# Lecture : Graph SVM

## Lab 01 : Standard/Linear SVM -- Exercise

### Xavier Bresson, Guoji Fu 


In [None]:
# For Google Colaboratory
import sys, os
if 'google.colab' in sys.modules:
    # mount google drive
    from google.colab import drive
    drive.mount('/content/gdrive')
    path_to_file = '/content/gdrive/My Drive/CS5284_2024_codes/codes/04_Graph_SVM'
    print(path_to_file)
    # change current path to the folder containing "path_to_file"
    os.chdir(path_to_file)
    !pwd
    

In [None]:
# Load libraries
import numpy as np
import scipy.io
%matplotlib inline
#%matplotlib notebook 
from matplotlib import pyplot
import matplotlib.pyplot as plt
plt.rcParams.update({'figure.max_open_warning': 0})
from IPython.display import display, clear_output
import time
import sys; sys.path.insert(0, 'lib/')
from lib.utils import compute_purity
import warnings; warnings.filterwarnings("ignore")

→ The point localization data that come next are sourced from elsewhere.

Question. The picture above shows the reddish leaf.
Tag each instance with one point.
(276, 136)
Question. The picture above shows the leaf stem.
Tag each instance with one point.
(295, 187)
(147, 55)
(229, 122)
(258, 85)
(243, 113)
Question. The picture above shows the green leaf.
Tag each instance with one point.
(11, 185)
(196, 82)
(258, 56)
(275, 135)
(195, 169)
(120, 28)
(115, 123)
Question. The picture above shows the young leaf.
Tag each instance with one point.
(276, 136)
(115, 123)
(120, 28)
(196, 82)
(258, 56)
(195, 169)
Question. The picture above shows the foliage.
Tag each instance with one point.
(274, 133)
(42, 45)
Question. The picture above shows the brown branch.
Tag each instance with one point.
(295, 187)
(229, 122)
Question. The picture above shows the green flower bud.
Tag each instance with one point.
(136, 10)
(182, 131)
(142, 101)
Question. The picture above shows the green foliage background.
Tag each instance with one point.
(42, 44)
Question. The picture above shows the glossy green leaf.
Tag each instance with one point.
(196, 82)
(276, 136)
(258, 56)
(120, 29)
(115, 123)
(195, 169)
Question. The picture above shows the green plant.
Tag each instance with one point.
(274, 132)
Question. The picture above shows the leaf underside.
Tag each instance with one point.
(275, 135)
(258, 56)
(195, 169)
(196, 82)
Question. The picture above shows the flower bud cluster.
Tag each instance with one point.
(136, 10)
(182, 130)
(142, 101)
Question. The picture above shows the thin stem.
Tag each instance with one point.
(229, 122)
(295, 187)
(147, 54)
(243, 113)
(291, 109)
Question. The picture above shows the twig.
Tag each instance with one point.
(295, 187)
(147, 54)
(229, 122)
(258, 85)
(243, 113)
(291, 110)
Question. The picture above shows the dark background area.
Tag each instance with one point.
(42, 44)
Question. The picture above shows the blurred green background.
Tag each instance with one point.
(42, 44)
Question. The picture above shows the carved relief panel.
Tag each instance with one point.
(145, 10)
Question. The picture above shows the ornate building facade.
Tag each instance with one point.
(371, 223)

# Linearly separable data points

In [None]:
# Dataset
mat = scipy.io.loadmat('datasets/data_linearSVM.mat')
Xtrain = mat['Xtrain']
Cgt_train = mat['Cgt_train'] - 1; Cgt_train = Cgt_train.squeeze()
l_train = mat['l'].squeeze()
n = Xtrain.shape[0]
d = Xtrain.shape[1]
nc = len(np.unique(Cgt_train))
print(n,d,nc)
Xtest = mat['Xtest']
Cgt_test = mat['Cgt_test'] - 1; Cgt_test = Cgt_test.squeeze()


In [None]:
# Plot
plt.figure(figsize=(8,4))
p1 = plt.subplot(121)
size_vertex_plot = 100
plt.scatter(Xtrain[:,0], Xtrain[:,1], s=size_vertex_plot*np.ones(n), c=Cgt_train, color=pyplot.jet())
plt.title('Training Data')
p2 = plt.subplot(122)
size_vertex_plot = 100
plt.scatter(Xtest[:,0], Xtest[:,1], s=size_vertex_plot*np.ones(n), c=Cgt_test, color=pyplot.jet())
plt.title('Test Data')
plt.tight_layout()
plt.show()


**Question 1: Implement the linear SVM on linear separable data using the primal-dual iterative algorithm**

*Hint:* Following Page 18-20, Lecture 4 Slides

**Step 1:** Compute the Linear Kernel $Ker$ and $L, Q$ defined as
- $Ker= XX^\top$,
- $L = \text{diag}(l)$, 
- $Q = LKL$.
 
You may use function `np.diag()`, the transpose operator `.T`, and the matrix-matrix multiplication operator `.dot()`.
  

In [None]:
# Compute linear kernel, L, Q

l = l_train

############################################################################
# Your code start
############################################################################

Ker = 
L = 
Q = 

############################################################################
# Your code end
############################################################################


**Step 2:** Initialize $\alpha^{k=0} = 0_n$ and $\beta^{k=0} = 1_n$.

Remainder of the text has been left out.